De prime abord, cet album a l’air d’un catalogue de formes simples, plutôt organiques et abstraites. Des Formes colorées qui semblent en suspension sur une surface blanche, pure, neutre. Associé à chacune de ces figures, un mot est inscrit verticalement en lettres majuscules sur le bord droit de la page. Il s’agit d’un nom commun, dédoublé de façon systématique : de genre masculin d’abord, il se féminise grâce à l’ajout d’une ou plusieurs lettres – coup.e / mandarin.e / roquet.tte / jumeaux.elles / poudrier.e…
Ce mot, on s’en rend compte au fil des pages, a été délibérément choisi par l’artiste pour l’altération de sa signification dès lors qu’il est féminisé. Autrement dit, le changement de genre induit une variation de sens, de contenu, d’acception.
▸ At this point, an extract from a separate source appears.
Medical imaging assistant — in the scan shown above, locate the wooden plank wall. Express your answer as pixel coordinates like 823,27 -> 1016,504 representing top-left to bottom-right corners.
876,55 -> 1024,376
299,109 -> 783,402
Dès lors, ce qui apparaissait au premier coup d’oeil comme un catalogue de motifs élémentaires se métamorphose en un imagier complexe, à la portée fertile et d’une conception ingénieuse : une fois soulevée la page-volet comportant l’élément anodin, deux images « interprétatives » se déploient conjointement. Chacune d’entre elles est composée à partir de cet élément et l’une comme l’autre renvoient à une identification nominale propre. L’ensemble est en fait constitué d’une succession de triptyques qui cumulent effet de surprise, malice, subtilité et drôlerie ; une succession de tableaux qui exposent d’abord une forme imaginaire et un mot « genré », et révèlent ensuite leur déclinaison en deux compositions nuancées.
Un genre d’imagier joue avec les mots et et les images. Sa simplicité formelle, son substrat poétique, sa dimension ludique lui confèrent une belle originalité. Une particularité à souligner, d’ordre graphique : l’imagier fonctionne sur un mode de contrastes. La rigidité de l’inscription se frotte à l’aspect courbe et au coloris des formes (volet 1) ; la composition figurative contenue dans chaque triptyque tranche avec l’abstraction formelle du premier tableau.
Anne-Emilie Philippe signe un album construit avec intelligence et finesse, imprimé en risographie et relié « avec amour » – selon les dires de l’artiste figurant dans l’ours final. Un opus marqué par sa sobriété graphique rehaussée de huit couleurs distinctes, dont un rose fluo et un jaune éclatant.